U.S. Senator Charles E. Schumer, Long Beach City Council President Scott Mandel and Vice President Fran Adelson today unveiled a plan to fund a tougher, more resilient Long Beach boardwalk that can withstand serious future storms. Under the plan, the Federal Emergency Management Agency (FEMA) would provide funding to rebuild the destroyed boardwalk with improved materials, such as more resilient wood and special concrete, as opposed to simply rebuilding it exactly as it was before. Schumer said that such an arrangement is in the taxpayers best interest since the boardwalk will be much stronger, and able to withstand future storms. It would also allow the funding to come up front, as opposed to requiring Long Beach to borrow funds and then be repaid later. FEMA's Hazard Mitigation Grant Program allows for the agency to provide additional funding to rebuild structures in such a way that they will be more resilient to future storms.
"The boardwalk is the cultural, recreational and economic heart of this city, and we should be rebuilding it stronger than it was before so it is not the victim of the next great storm," said Schumer. "To simply rebuild it as it was, vulnerable to severe storms, would be penny wise but pound foolish. We must learn from Sandy, and apply those lessons to rebuilding so we do not face the same destruction next time."
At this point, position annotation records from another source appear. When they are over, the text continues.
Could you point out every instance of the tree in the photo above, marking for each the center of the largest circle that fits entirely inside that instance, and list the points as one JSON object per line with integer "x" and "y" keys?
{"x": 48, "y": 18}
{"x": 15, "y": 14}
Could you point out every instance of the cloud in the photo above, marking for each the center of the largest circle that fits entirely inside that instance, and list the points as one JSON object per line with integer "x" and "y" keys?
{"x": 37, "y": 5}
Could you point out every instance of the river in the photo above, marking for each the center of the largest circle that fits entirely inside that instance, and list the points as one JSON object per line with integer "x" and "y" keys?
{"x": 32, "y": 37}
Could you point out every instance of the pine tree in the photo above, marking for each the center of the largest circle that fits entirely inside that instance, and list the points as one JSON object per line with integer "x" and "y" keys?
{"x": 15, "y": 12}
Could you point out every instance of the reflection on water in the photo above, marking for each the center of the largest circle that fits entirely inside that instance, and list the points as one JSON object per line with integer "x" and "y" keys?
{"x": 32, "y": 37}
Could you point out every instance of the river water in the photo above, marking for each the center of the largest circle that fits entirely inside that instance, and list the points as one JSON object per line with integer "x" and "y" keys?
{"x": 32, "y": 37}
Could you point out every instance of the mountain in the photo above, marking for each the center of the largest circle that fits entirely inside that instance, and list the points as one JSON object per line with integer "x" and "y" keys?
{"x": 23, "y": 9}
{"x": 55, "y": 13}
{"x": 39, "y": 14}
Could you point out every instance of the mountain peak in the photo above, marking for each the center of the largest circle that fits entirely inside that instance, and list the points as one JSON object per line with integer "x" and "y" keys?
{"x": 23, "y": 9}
FEMA's hazard mitigation program can provide additional funding under Section 406 of the Stafford Act, the federal disaster law that supplies aid to states and localities to implement long-term resiliency measures after a major disaster. The purpose of these grants is to reduce the loss of life and property due to natural disasters and to enable mitigation measures to be implemented during the immediate recovery from a disaster. Normally, without these grants, FEMA will only provide enough funds for a locality to rebuild using the same specifications as the original structure.
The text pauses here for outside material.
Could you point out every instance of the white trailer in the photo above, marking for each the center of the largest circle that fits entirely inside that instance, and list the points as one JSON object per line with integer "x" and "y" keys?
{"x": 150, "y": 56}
After Superstorm Sandy destroyed Long Beach's 2.2 mile boardwalk, it was ripped out and completely demolished in January. Sustainable Long Island has teamed up with the city of Long Beach to create a number of forums and focus groups to help residents stay informed about recovery and revitalization efforts since Sandy. In a recent survey, involving 2350 people on Long Beach, 87% of those surveyed listed "durability and resistance to future storms," as the most important aspect in rebuilding the boardwalk.
Schumer and the City of Long Beach today unveiled a new plan to rebuild the boardwalk stronger than it was before. The new boardwalk is expected to be made of more durable materials, much like the boardwalk in Atlantic City which, although hit hard by Sandy, prevented the city from experiencing even more extensive damage.
Schumer today also launched his push to fight for accelerated federal funds that will ensure a stronger boardwalk be rebuilt. Schumer called on FEMA to immediately provide hazard mitigation grants to the city of Long Beach so that they have the necessary resources to rebuild a more resilient boardwalk that can withstand future storms. Schumer explained that the Long Beach community is a family and its residents view this boardwalk as a critical piece of their home. Schumer noted that local taxpayers should not have to bear the burden of rebuilding a new boardwalk and without hazard mitigation grants Long Beach will have to borrow money for its construction. Providing the city of Long Beach with hazard mitigation grants is a win-win because it will save local taxpayer money and provide the funding to build a much stronger boardwalk to prevent against future storm damage, Schumer said.